To determine if associations between genetically predicted gene expression and MM risk were influenced by variants previously identified by GWAS, we performed conditional analyses adjusting for sentinel GWAS risk SNPs (Additional file 1: Table S5) using GCTA-COJO [37]. Adjusted output files were provided as the input GWAS summary statistics for S-PrediXcan analyses as above. To account for multiple comparisons, we considered a Bonferroni-corrected p value threshold of 1.96 × 10−6 (i.e. 0.05/25,520 genes) as being statistically significant.

Regulatory annotation

To map risk SNPs to interactions involving promoter contacts and identify genes involved in MM susceptibility at the 22q13.1 locus, we analysed previously published promoter capture Hi-C data on the GM12878 downloaded from the ArrayExpress database, accession code E-MTAB-2323 cell line as a model B cell [38]. Reads from technical replicates were combined before processing and valid pairs were identified using HICUP [39]. Two biological replicates were analysed to assure reproducibility and significant interactions were determined using CHiCAGO [40]. ChIP-Seq on H3K4Me1, H3K4Me3, and H3K27Ac in GM12878 were from the ENCODE project (ENCODE Project Consortium, 2012).
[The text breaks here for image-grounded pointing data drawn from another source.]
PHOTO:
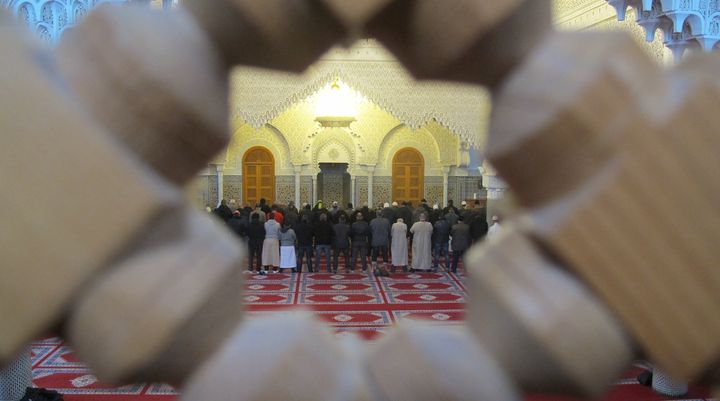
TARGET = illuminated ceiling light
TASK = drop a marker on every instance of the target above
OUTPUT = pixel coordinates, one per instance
(336, 105)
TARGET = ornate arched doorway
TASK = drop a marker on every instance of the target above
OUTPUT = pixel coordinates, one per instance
(258, 175)
(408, 176)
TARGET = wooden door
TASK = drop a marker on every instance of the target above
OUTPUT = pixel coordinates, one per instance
(258, 176)
(408, 176)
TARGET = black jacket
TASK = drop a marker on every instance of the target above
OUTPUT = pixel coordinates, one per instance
(236, 225)
(360, 232)
(256, 232)
(323, 233)
(341, 235)
(461, 236)
(441, 232)
(304, 233)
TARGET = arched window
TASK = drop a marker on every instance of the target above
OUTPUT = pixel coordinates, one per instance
(258, 176)
(408, 176)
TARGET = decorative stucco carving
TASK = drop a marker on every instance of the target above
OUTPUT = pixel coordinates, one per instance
(246, 137)
(403, 137)
(259, 95)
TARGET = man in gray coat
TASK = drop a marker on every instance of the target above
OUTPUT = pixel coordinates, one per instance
(460, 242)
(380, 233)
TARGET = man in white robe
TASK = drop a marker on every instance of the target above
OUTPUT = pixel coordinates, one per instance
(422, 244)
(398, 245)
(495, 228)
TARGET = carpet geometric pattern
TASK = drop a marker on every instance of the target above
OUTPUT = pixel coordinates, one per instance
(351, 304)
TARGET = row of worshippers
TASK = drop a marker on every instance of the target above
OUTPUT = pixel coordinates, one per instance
(277, 241)
(474, 216)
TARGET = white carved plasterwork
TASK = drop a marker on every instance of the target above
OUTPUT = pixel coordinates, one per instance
(246, 137)
(260, 95)
(402, 137)
(686, 24)
(333, 146)
(51, 18)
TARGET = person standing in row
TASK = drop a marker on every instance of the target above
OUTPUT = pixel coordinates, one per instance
(359, 232)
(495, 228)
(380, 233)
(304, 231)
(256, 236)
(441, 238)
(460, 233)
(422, 244)
(287, 248)
(398, 234)
(323, 239)
(341, 239)
(271, 245)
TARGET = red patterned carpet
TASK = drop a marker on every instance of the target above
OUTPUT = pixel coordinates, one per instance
(352, 304)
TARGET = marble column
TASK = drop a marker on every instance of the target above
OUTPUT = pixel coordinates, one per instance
(314, 198)
(219, 171)
(352, 191)
(446, 172)
(371, 174)
(298, 170)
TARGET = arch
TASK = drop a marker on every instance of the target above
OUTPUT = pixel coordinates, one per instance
(324, 144)
(246, 137)
(402, 137)
(258, 175)
(408, 176)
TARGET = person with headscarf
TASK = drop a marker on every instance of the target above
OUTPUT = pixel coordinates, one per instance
(495, 228)
(398, 248)
(322, 232)
(360, 234)
(287, 240)
(271, 245)
(380, 233)
(461, 241)
(422, 244)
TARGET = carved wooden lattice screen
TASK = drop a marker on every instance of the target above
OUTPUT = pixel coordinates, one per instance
(258, 176)
(408, 176)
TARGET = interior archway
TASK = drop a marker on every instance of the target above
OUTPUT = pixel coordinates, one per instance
(408, 176)
(258, 175)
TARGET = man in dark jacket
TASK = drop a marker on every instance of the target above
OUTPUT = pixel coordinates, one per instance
(380, 232)
(360, 233)
(479, 226)
(303, 232)
(460, 242)
(389, 213)
(452, 217)
(236, 225)
(223, 211)
(256, 236)
(450, 206)
(341, 242)
(405, 212)
(441, 237)
(323, 238)
(291, 216)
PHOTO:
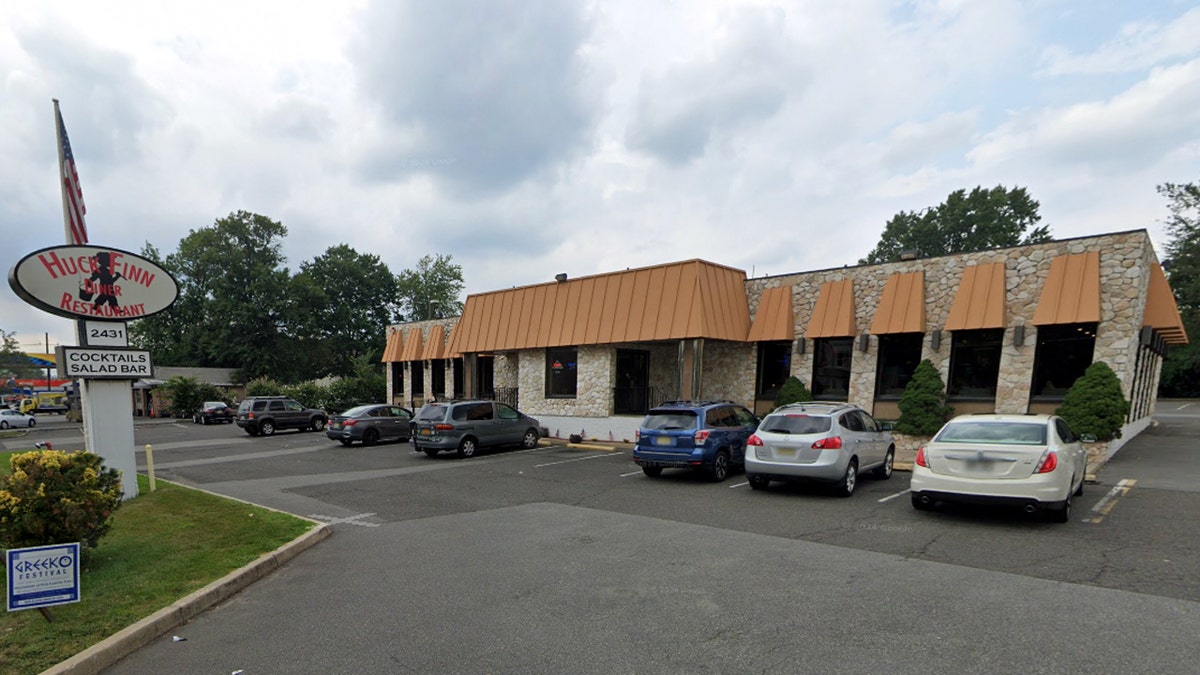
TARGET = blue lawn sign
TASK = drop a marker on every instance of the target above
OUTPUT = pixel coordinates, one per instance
(42, 575)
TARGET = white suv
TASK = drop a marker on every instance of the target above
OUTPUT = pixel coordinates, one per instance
(825, 441)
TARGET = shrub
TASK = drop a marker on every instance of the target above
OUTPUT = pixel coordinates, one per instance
(923, 408)
(792, 392)
(55, 497)
(1095, 404)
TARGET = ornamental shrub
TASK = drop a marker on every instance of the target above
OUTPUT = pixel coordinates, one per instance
(792, 392)
(55, 497)
(1095, 404)
(923, 408)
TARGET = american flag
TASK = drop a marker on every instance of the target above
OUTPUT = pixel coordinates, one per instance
(72, 195)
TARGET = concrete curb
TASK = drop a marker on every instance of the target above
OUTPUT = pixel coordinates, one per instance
(132, 638)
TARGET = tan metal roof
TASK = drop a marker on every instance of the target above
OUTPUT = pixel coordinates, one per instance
(1072, 292)
(834, 314)
(774, 318)
(903, 305)
(393, 351)
(669, 302)
(1162, 312)
(979, 302)
(412, 346)
(436, 345)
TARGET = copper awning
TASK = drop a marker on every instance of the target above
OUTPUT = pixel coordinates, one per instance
(834, 312)
(1072, 291)
(774, 317)
(412, 346)
(669, 302)
(1162, 312)
(393, 350)
(979, 302)
(903, 305)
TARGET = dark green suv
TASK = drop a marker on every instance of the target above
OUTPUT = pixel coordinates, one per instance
(264, 414)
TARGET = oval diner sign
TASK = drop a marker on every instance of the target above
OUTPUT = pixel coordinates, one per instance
(95, 282)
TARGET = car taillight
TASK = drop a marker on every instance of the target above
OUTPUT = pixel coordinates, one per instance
(1049, 463)
(832, 443)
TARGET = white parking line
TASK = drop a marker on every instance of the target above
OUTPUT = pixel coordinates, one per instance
(889, 497)
(567, 460)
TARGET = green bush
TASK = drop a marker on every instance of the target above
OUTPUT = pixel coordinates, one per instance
(792, 392)
(923, 408)
(55, 497)
(1095, 404)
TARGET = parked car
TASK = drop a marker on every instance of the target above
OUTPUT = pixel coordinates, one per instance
(825, 441)
(13, 419)
(467, 426)
(1033, 461)
(370, 424)
(213, 412)
(264, 414)
(709, 436)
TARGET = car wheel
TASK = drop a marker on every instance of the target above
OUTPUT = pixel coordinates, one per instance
(885, 471)
(531, 438)
(1061, 514)
(849, 479)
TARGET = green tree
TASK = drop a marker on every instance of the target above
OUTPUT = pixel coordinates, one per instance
(1181, 368)
(432, 290)
(345, 302)
(923, 408)
(1095, 404)
(976, 221)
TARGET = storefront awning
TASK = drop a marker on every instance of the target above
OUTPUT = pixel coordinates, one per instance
(1162, 312)
(903, 305)
(979, 300)
(1072, 291)
(834, 314)
(774, 317)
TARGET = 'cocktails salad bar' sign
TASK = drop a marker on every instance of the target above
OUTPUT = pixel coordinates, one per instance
(93, 282)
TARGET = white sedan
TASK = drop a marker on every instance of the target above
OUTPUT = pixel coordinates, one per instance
(1033, 461)
(13, 419)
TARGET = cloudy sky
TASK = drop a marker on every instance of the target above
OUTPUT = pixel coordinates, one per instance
(528, 137)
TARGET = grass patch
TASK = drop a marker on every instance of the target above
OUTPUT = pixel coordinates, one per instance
(162, 547)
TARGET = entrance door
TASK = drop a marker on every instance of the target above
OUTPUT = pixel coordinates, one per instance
(631, 394)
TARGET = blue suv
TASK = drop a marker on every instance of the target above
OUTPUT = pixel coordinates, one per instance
(709, 436)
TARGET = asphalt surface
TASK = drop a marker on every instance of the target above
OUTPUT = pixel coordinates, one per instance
(568, 560)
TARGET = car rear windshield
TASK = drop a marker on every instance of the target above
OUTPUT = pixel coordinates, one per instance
(670, 420)
(796, 424)
(1009, 432)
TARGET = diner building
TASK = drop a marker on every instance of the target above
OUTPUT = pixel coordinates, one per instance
(1008, 329)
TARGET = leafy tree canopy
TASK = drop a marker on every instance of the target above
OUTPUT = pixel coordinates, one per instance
(432, 290)
(976, 221)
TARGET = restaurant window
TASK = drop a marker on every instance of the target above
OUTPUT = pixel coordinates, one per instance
(561, 372)
(774, 368)
(975, 363)
(899, 356)
(1063, 353)
(831, 368)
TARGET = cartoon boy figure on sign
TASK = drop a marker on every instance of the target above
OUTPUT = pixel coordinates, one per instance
(102, 282)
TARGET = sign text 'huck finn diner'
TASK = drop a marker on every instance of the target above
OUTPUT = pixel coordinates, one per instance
(93, 282)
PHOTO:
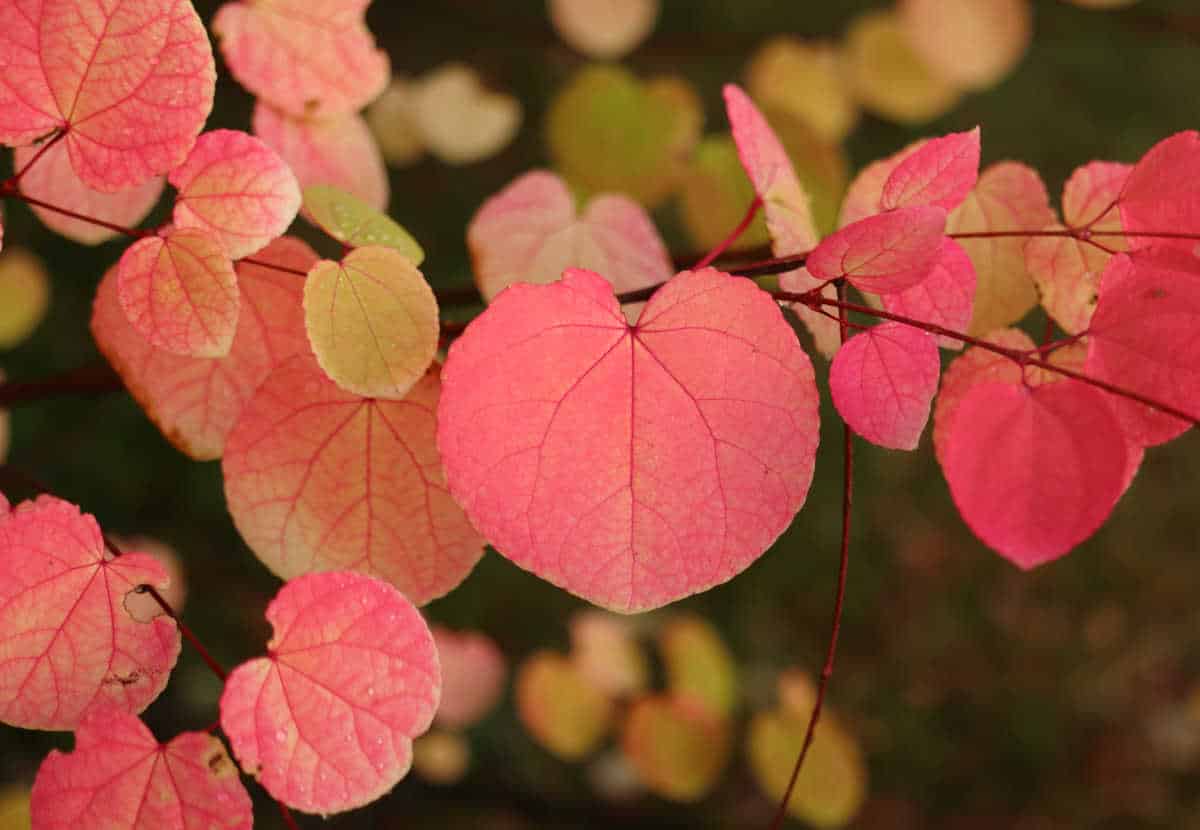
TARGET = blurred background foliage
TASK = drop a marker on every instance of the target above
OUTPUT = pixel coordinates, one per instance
(967, 695)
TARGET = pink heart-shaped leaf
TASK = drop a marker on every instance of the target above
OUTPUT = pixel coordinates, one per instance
(321, 479)
(119, 776)
(180, 293)
(883, 380)
(1143, 337)
(337, 150)
(53, 180)
(529, 232)
(304, 56)
(631, 465)
(882, 253)
(66, 638)
(131, 83)
(196, 401)
(1035, 470)
(325, 720)
(237, 187)
(940, 173)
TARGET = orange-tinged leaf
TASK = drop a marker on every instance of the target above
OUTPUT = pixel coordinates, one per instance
(677, 746)
(604, 29)
(699, 665)
(132, 83)
(237, 187)
(473, 674)
(304, 56)
(179, 292)
(1008, 197)
(832, 786)
(564, 713)
(319, 479)
(372, 320)
(66, 639)
(679, 493)
(325, 721)
(24, 295)
(337, 150)
(119, 776)
(53, 180)
(972, 43)
(195, 401)
(529, 232)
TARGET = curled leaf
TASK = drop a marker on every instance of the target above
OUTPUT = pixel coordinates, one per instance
(325, 721)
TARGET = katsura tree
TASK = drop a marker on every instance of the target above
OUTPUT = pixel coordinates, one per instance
(628, 431)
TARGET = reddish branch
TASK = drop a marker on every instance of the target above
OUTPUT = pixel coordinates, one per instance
(847, 491)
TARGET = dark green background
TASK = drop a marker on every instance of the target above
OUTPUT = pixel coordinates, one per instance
(983, 697)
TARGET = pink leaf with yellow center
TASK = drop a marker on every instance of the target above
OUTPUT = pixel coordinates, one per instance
(237, 187)
(303, 56)
(339, 150)
(473, 673)
(372, 320)
(631, 465)
(888, 252)
(1143, 337)
(940, 173)
(196, 401)
(119, 776)
(883, 380)
(325, 720)
(786, 204)
(1067, 271)
(53, 180)
(529, 232)
(66, 638)
(180, 293)
(945, 298)
(319, 479)
(1035, 470)
(131, 83)
(1161, 194)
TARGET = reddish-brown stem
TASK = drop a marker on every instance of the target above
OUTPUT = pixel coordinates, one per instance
(1020, 358)
(54, 139)
(751, 211)
(847, 498)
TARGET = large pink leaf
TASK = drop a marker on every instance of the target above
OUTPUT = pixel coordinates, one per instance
(304, 56)
(325, 720)
(1035, 470)
(789, 215)
(630, 464)
(888, 252)
(1007, 197)
(119, 776)
(473, 674)
(945, 298)
(337, 150)
(1161, 193)
(319, 479)
(66, 639)
(883, 380)
(940, 173)
(529, 232)
(237, 187)
(1144, 338)
(180, 293)
(53, 180)
(196, 401)
(130, 82)
(1067, 270)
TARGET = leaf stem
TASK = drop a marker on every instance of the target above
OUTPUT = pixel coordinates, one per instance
(847, 499)
(724, 245)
Statistical power for association tests

To estimate the power of our TWAS to identify associations, we performed a simulation analysis adopting a similar methodology to Wu et al. [41] We set the number of cases and controls as 7319 and 234,385, respectively. An estimate of the population prevalence of MM was obtained from Cancer Research UK (https://www.cancerresearchuk.org). We generated the gene expression levels from the empirical distribution of gene expression levels in GTEx normalised expression dataset for each tissue. We calculated statistical power at P < 1.96 × 10−6, corresponding to the TWAS genome-wide significance level, according to various cis-heritability (h2) thresholds that are assumed to be equivalent to gene expression prediction models (R2). The results are based on 1000 replicates.